A bottom-line bonanza for two more of the biggest U.S. banks reporting results Thursday. Quarterly profit at Bank of America more than doubled. Citigroup’s tripled.

Like JPMorgan Chase and Wells Fargo, BofA and Citi unlocked billions of dollars from their reserves they had set aside to cover potential loan losses stemming from the health crisis. They’re betting the rapid vaccinations and massive government stimulus will help the economy bounce back. In a sign of confidence, Bank of America said it plans to buy back $25 billion worth of its shares.

But challenges remain. Its consumer banking revenue and net interest income declined. Interest rates remain low, and that eats into the income of lenders like BofA. Loans and lease balances also fell.

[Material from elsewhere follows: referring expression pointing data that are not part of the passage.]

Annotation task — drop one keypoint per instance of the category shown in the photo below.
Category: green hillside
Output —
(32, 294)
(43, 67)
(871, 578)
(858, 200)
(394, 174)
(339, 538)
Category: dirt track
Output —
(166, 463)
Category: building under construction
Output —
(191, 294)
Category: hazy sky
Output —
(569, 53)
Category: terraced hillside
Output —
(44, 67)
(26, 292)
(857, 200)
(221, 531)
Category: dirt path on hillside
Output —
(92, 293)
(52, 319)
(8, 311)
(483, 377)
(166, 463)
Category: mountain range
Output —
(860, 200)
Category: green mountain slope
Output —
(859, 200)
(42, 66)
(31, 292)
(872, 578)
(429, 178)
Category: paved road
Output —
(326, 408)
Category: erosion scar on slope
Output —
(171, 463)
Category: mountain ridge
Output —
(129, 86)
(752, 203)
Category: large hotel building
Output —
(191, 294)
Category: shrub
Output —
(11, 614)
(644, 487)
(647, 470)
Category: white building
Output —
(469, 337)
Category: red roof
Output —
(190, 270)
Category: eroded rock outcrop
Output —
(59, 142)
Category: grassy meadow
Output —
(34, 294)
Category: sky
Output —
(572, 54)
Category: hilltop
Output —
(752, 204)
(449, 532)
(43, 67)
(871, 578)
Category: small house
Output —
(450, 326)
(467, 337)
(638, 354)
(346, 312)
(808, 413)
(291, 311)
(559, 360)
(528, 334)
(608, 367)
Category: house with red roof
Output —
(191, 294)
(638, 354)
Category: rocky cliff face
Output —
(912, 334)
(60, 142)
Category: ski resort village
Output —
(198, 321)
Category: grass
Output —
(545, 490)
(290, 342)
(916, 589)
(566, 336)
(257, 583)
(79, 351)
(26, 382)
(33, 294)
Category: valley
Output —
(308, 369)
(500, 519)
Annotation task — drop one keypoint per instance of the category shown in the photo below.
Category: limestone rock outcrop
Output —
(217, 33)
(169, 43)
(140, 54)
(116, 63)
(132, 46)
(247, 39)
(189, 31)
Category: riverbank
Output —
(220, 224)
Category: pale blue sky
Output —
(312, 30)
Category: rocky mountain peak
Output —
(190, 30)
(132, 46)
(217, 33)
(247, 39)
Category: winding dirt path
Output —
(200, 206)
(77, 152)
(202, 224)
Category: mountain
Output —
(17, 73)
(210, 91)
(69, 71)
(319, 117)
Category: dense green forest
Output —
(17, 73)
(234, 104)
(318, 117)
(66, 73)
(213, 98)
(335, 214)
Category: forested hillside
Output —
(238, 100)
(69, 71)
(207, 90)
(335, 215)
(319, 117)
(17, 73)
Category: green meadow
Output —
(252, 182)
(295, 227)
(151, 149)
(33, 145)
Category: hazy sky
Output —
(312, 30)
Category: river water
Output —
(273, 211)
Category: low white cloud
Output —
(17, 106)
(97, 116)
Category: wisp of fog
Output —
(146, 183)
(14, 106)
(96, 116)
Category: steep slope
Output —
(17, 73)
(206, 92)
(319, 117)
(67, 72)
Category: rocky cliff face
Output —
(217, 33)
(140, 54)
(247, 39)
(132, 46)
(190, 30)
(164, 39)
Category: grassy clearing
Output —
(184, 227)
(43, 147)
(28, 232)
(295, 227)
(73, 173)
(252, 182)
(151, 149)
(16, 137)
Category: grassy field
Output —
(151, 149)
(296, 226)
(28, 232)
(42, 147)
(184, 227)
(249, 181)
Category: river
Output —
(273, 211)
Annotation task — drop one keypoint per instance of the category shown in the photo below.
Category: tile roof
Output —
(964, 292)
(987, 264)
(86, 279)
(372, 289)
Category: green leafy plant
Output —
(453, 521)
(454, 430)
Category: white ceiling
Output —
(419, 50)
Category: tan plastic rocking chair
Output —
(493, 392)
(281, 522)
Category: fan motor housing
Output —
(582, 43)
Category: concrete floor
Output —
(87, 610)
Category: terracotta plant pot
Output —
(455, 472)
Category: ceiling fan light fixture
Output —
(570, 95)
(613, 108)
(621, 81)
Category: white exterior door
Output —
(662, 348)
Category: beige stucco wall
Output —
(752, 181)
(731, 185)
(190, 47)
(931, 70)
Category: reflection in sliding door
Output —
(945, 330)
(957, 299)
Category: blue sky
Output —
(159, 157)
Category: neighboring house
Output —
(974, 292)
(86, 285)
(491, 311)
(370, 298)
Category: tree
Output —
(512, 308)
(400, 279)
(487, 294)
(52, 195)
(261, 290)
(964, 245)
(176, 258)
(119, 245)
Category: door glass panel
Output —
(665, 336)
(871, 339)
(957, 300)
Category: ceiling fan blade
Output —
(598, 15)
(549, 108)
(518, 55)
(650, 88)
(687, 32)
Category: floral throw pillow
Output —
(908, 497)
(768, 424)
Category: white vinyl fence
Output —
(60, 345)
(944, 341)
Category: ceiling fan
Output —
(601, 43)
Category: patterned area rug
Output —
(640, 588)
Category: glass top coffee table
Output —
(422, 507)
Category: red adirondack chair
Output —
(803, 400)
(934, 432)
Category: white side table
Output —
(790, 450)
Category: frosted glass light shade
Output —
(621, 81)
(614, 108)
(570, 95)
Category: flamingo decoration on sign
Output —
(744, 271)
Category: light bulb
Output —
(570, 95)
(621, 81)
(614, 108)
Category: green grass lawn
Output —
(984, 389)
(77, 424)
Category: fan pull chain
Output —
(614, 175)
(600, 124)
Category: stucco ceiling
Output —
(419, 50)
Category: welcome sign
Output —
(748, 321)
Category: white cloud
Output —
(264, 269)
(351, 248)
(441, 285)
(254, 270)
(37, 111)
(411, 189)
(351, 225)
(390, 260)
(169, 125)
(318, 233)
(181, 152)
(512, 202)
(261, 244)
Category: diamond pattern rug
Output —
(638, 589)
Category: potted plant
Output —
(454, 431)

Like BofA, Citigroup’s consumer bank felt the impact of low rates. Loans declined 10% due to lower loan balances on consumer credit cards. Revenue fell as those low rates helped offset higher revenue from investment banking and equity markets.

The bank also said it would divest its consumer businesses in China, Australia, India and 10 other markets in Asia, Europe and the Middle East. It’s the latest move by its new CEO Jane Frazer, who has launched a strategic review to boost shareholder returns. She said Citi lacked the scale to compete in those markets.

Shares of Citigroup rose in early trading Thursday, but BofA fell.

Video Transcript

- A bottom line bonanza for two more of the biggest US banks reporting results Thursday. Quarterly profit at Bank of America more than doubled. Citigroup's tripled. Like JPMorgan Chase and Wells Fargo, BofA and Citi unlocked billions of dollars from their reserves they had set aside to cover potential loan losses stemming from the health crisis. They're betting the rapid vaccinations and massive government stimulus will help the economy bounce back. In a sign of confidence, Bank of America said it plans to buy back $25 billion worth of its shares.

But challenges remain. Its consumer banking revenue and net interest income declined. Interest rates remain low, and that eats into the income of lenders like BofA. Loans and lease balances also fell. Like BofA, Citigroup's consumer bank felt the impact of low rates. Loans declined 10% due to lower loan balances on consumer credit cards. Revenue fell, as those low rates helped offset higher revenue from investment banking and equity markets.

The bank also said it would divest its consumer businesses in China, Australia, India, and 10 other markets in Asia, Europe, and the Middle East. It's the latest move by its new CEO, Jane Fraser, who has launched a strategic review to boost shareholder returns. She said Citi lacked the scale to compete in those markets. Shares of Citigroup rose in early trading Thursday, but BofA fell.